Photorealistic illustration of an overweight dog wearing a muscle vest working out at the gym.

Calories are central to the weight loss process in dogs. Managing calorie intake helps ensure that weight loss is gradual, healthy, and tailored to the dog’s individual needs, ultimately leading to better health and well-being.

Average Daily Calorie Requirements For Healthy Dogs

The average daily calorie requirements for dogs can vary widely based on several factors, including the dog’s size, age, breed, activity level, and overall health. Here are some general guidelines based on size, which should be adjusted to suit the individual needs of each dog:

  1. Small Breeds (up to 20 lbs): Typically require between 200 to 400 calories per day. For example, a 10-pound dog might need about 200 to 275 calories.
  2. Medium Breeds (20-50 lbs): These dogs usually need about 400 to 800 calories per day. For instance, a 30-pound dog might require around 450 to 600 calories.
  3. Large Breeds (50-90 lbs): They often require 800 to 1,350 calories daily. A 70-pound dog, for example, might need between 900 and 1,350 calories.

It’s important to note that these are very rough estimates.
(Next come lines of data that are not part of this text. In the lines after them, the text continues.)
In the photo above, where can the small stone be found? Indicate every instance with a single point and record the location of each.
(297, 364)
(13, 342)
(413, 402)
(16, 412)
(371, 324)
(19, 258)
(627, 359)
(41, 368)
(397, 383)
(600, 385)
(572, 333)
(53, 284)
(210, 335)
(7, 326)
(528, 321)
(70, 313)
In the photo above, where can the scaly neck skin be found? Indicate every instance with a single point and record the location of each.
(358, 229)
For instance, an active dog will require more calories than a sedentary one. Puppies and pregnant or nursing females often require more calories, while older, less active dogs may need fewer. Giant breeds may require considerably more calories.
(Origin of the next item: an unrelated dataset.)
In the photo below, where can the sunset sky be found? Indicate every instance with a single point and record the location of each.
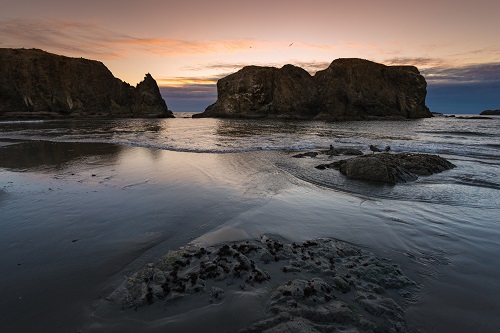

Counting calories is key to helping your dog lose weight. For example, if your medium-sized dog weighs 56lbs but should weigh 46lbs, it’s eating too much. Suppose it needs 700 calories daily to be at a healthy weight, but you’re giving it 1,000 calories. This extra 300 calories is why it’s overweight. By reducing its intake to 700 calories, your dog will gradually reach a healthy weight. Essentially, a dog’s weight reflects its calorie consumption.

Alternatively, you could keep feeding 1,000 calories but increase its exercise to burn the extra 300 calories. Either way, balancing calories with activity is how you achieve a healthy weight for your dog.

Remember – these figures are theoretical examples – please consult a vet or dog nutritionist to help you work out the calorie deficit you should implement in your dog’s diet to aid in weight loss.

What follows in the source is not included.